Eq. 3.1.2: ExtHours = 468.8 + 0.10 (Assets) - 2.9 (Experience)
The intercept, 468.8, is interpreted as in simple linear regression.
External hours equal 468.8 when assets and experience equal to zero.
Since we did not have any observations where assets and experience
equal zero, there would be no practical interpretation.
The slope of 0.10 for assets means that external hours increase by
0.10 when assets increase by one ($1,000 since assets are in $000s),
holding experience constant (that is, for interpretations involving
team leaders with similar experience). The slope of -2.9 means that
external hours decrease by 2.9 when experience increases by 1 year,
holding assets constant (at similar levels).
Step 4: Test Practical Utility
of Regression Model
As with simple linear regression, we
use R2 and Standard Error of the Model to test practical
utility of the model.
Coefficient of Multiple Determination, Adjusted R2
The R2 in multiple regression is called the
coefficient of multiple determination. It is safest to use the
Adjusted R2 (called Adjusted R Square in Excel), as this
statistic adjusts for the number of independent variables in relation
to sample size to prevent overestimating the amount of variability
explained by the independent variables. A rule of thumb in multiple
regression is that we should have at least 10 observations for each
regression parameter. This model has three regression parameters (the
intercept B0 and the two slopes, B1 and
B2) so we should have 30 observations. We only have 20 so
the adjusted R2 is a bit lower than the R2 -
sort of like keeping us honest. The formula used by Excel to compute
the adjusted R2 is:
Eq. 3.1.3: R2adjusted = 1 - { ( 1 - R2) * [ (n - 1) / (n - 2) ] }
From this formula, you can see that if the
sample size was 1,000, the difference between adjusted R Square and R
Square is negligible.
The adjusted R Square is found in the Regression Statistics near the
top of Worksheet 3.1.5. It is 0.796. The interpretation: assets and
experience explain 79.6% of the sample variation in external hours.
As in simple linear regression, we would like this to be as close to
100% as possible. A rule of thumb benchmark might be at least above
50%. If you are comparing two models, the model that is most
practically useful, if everything else is equal, is the model with
the highest adjusted R2.
Standard Error of the Model
The Standard Error of the Model or Estimate is found directly
below the adjusted R2. It is 93.7. The interpretation: we
would expect 95% (or most) of the actual values of external hours to
be within +/- 2 * 93.7 of the predicted external hours. As with
simple linear regression, we want the standard error to be as low as
possible. A benchmark might be the standard error (93.7) divided by
an actual values of Y (external hours) should be lower than ranges
between .05 and 0.15, or 5% to 15%. If you are given two models, the
model with the lowest standard error, if everything else is equal, is
the model with the most practical utility.
Pause and Reflect
Although testing practical utility involves benchmarks and judgment, it is very important. Models that are not judged practically useful should not be used, even if they are proven to be statistically significant or useful. A model could have a very steep slope and thus be statistically significant, but it might have too much error around the regression line to be of practical use.
Step 4: Test Statistical
Utility
There are multiple hypothesis tests in
multiple regression because not only can we test for statistical
utility of the model, but we can also test for statistical utility of
the multiple independent variables.
Is the Model Statistically Significant or
Useful?
The null and alternative hypotheses to test for model statistical
utility are:
H0: B1 = B2 = 0 (the model is not statistically useful)

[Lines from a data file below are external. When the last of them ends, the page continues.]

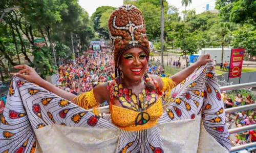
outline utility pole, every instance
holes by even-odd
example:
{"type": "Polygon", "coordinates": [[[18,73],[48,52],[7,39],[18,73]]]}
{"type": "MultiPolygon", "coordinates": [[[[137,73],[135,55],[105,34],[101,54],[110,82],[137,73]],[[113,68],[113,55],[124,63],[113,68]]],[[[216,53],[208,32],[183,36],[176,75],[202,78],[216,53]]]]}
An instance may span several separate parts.
{"type": "Polygon", "coordinates": [[[168,67],[168,58],[169,58],[169,53],[167,53],[167,66],[168,67]]]}
{"type": "Polygon", "coordinates": [[[164,18],[163,18],[163,0],[161,0],[161,49],[162,50],[162,65],[163,65],[163,30],[164,30],[164,18]]]}
{"type": "Polygon", "coordinates": [[[71,42],[72,42],[73,54],[74,54],[74,56],[75,56],[75,63],[76,65],[76,56],[75,56],[75,51],[74,50],[74,43],[73,43],[73,34],[72,32],[70,33],[70,34],[71,35],[71,42]]]}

Ha: At least 1 B is =/= 0 (the model is statistically useful)(remember, =/= is the closest I can come to the "not equal" symbol)
The test statistic for this test of hypothesis is the F, which has a value of 38.16 (look in the Regression row of the ANOVA table in Worksheet 3.1.5, under the F Column). Recall, in concept, the F measures the ratio of variation explained by the regression model to the variation unexplained. The farther this number is from 1, the more variation is explained related to unexplained. The p-value for the F is 5.28E-07, or 0.000000528 (look in the Regression row of the ANOVA table in Worksheet 3.1.5,under the Significance F column). Since the p-value of 5.28E-07 is less than an alpha of 0.01, we reject the null hypothesis and conclude the model is statistically useful.
Attention to Detail
Did you notice that I used an alpha of 0.01, whereas I have been using convention of an alpha of 0.05 before now? We are entering into a new hypothesis test procedure in multiple regression where we do multiple hypothesis tests on the same data (with this example, we could actually do three tests: a model test, a test on X1, and a test on X2). Each test with the same data theoretically increases the error of rejecting a true null hypothesis. So, research convention suggests that we lower the alpha to 0.01 when we do multiple tests with the same data.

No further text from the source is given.